AI-Assisted Customer Screening for DNA Synthesis Orders
A new preprint shows AI can handle legitimacy verification at a fraction of the cost.
Earlier this week I wrote about a paper by Jacob Beal (Raytheon BBN Technologies) and Tessa Alexanian (International Biosecurity and Biosafety Initiative for Science, IBBIS) on creating enforceable biosecurity standards for nucleic acid providers.
It’s a good paper, and I recommend reading it! I noted toward the end of the post that the customer screening side felt a bit undercooked. Tessa Alexanian, one of the paper’s coauthors, left a comment (thanks Tessa!) pointing me to additional work she and Sarah Carter had done on translating customer screening guidance into practical tools, and to a new preprint from Acelas et al. evaluating AI-assisted customer verification for synthetic nucleic acid screening.
Acelas, A., Palya, H., Flyangolts, K., Fady, P. E., & Nelson, C. (2026). Evaluating AI-Assisted Customer Verification for Synthetic Nucleic Acid Screening. bioRxiv 2026.02.27.708645; doi: https://doi.org/10.64898/2026.02.27.708645.
Here’s the problem the paper addresses: When someone orders a synthetic nucleic acid that matches a sequence of concern, the provider needs to verify that the customer is who they say they are and has a legitimate reason to order it. This legitimacy screening involves checking institutional affiliations, email domains, sanctions lists, and relevant publications or patents. It’s tedious, largely mechanical work, and the cost discourages adoption. Legitimacy screening runs roughly ten times more expensive per order than sequence screening alone.
Acelas et al. tested 5 LLMs (Claude Sonnet 4, Gemini 2.5 Pro, Grok 4, GLM 4.6, and MiniMax M2) on these verification tasks against a human baseline, using 41 customer profiles paired with simulated orders for sequences of concern. The best-performing model, Gemini 2.5 Pro equipped with bibliographic and sanctions APIs, achieved a 90% overall pass rate compared to about 80% for human screeners. Total cost per customer dropped from $14.04 for manual screening to $1.18 with AI assistance. For the information-gathering tasks alone (excluding human review of the final decision), the average was $0.23 per customer, roughly 50 times cheaper.

A couple things stood out. First, cost and performance were uncorrelated across models (Section 3.2 of the paper). The best model, Gemini 2.5 Pro, was also the second cheapest. Open-source models with lower per-token pricing lost their cost advantage through higher token consumption and more search queries. Second, giving models access to specialized tools (ORCID, Europe PMC, a sanctions list API) helped on most tasks but actually hurt on background work search, because models with API access performed fewer web searches and missed patents and news articles not indexed in academic databases (Section 3.1). Third, geographic variation in error rates. Chinese customers had notably higher missed-flag rates on email domain verification, largely because researchers there more often use personal rather than institutional email addresses (Section 3.3.1).
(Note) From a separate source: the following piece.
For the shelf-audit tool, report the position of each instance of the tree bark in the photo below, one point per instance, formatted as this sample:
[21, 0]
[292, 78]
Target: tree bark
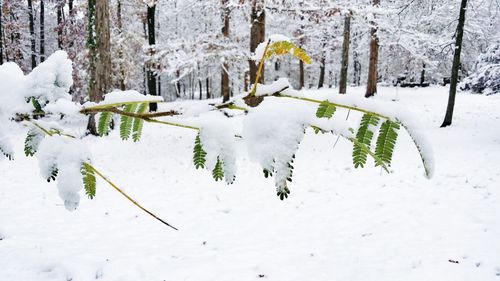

The authors are careful to note that the final ship-or-reject decision should stay with humans. AI handles the information gathering but a person decides what to do with it. This feels like the right framing, and as Tessa noted in her comment, the emergence of tools like Cliver (the screening API released alongside this paper), means providers increasingly don’t have to build this capability from scratch. That lowers the bar for adopting customer screening, which in turn makes it more reasonable to expect higher standards across the industry.